The Museum's blurb would have it thus: "In the final panel, a white lily, a symbol of peace, is being crushed. The imagery of the flower is important in Rolfe's work, representing life and death, consolation and sympathy. Here, the fact that the hand is grasping the flower tightly may represent life being suppressed by the hand of man."

Not sure about this, as the flower being crushed is an Easter Lily, the floral metaphor for death itself, with an entire corpus of deathly mythology behind it, including, according to Google, [being] a badge in the shape of a calla lily flower, worn at Easter by Irish Republicans as symbol of remembrance for Irish Republican combatants who died during or were executed after the 1916 Easter Rising.

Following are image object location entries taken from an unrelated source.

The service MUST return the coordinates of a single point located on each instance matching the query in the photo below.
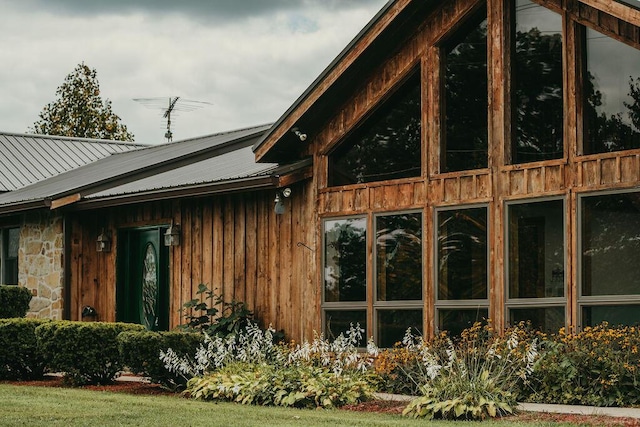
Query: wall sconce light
(103, 242)
(172, 235)
(88, 311)
(279, 202)
(301, 136)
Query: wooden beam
(64, 201)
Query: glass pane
(611, 244)
(462, 254)
(545, 319)
(345, 260)
(457, 320)
(537, 84)
(386, 146)
(150, 291)
(339, 321)
(466, 97)
(612, 95)
(393, 324)
(536, 250)
(626, 315)
(399, 257)
(14, 243)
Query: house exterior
(460, 160)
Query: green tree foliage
(79, 110)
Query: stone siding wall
(41, 263)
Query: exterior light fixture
(301, 136)
(172, 235)
(103, 242)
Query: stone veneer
(41, 263)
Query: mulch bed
(381, 406)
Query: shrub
(14, 301)
(86, 352)
(140, 352)
(20, 358)
(475, 378)
(599, 366)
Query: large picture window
(395, 297)
(536, 263)
(462, 262)
(466, 97)
(537, 84)
(609, 248)
(386, 146)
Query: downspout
(66, 272)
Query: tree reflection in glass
(345, 261)
(466, 97)
(537, 84)
(386, 146)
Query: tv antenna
(175, 104)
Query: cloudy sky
(249, 59)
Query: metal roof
(122, 168)
(29, 158)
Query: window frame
(545, 302)
(596, 300)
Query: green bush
(599, 366)
(140, 352)
(14, 301)
(20, 358)
(296, 386)
(86, 352)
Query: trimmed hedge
(14, 301)
(19, 355)
(86, 352)
(140, 352)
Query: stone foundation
(41, 263)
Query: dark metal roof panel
(237, 164)
(123, 165)
(26, 159)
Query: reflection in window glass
(387, 146)
(339, 321)
(457, 320)
(611, 244)
(536, 250)
(466, 97)
(462, 254)
(399, 257)
(537, 84)
(614, 315)
(612, 95)
(393, 324)
(345, 260)
(545, 319)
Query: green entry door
(142, 293)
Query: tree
(79, 110)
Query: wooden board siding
(234, 243)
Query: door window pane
(399, 257)
(466, 97)
(536, 250)
(615, 315)
(537, 84)
(338, 322)
(345, 260)
(393, 324)
(457, 320)
(462, 254)
(611, 244)
(387, 146)
(612, 95)
(545, 319)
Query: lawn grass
(47, 406)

Whatever, I know this photograph better as the front cover of the Lament CD, being a compilation of those Irish tunes through which one can feel all the pain of the worst parts of Irish history. The death of Brian Boru, the arrival of Cromwell, the Battle of the Boyne, the failure of the 1798 rebellion and death of Wolfe Tone, the potato famine, the denunciations of Daniel O'Connell and Charles Stewart Parnell, the Easter Rebellion, the assassination of Michael Collins, the Troubles, Bloody Sunday, James Joyce leaving for Europe and never returning, the closing of the Westmoreland Street Bewleys, and the illusion that was the Celtic Tiger.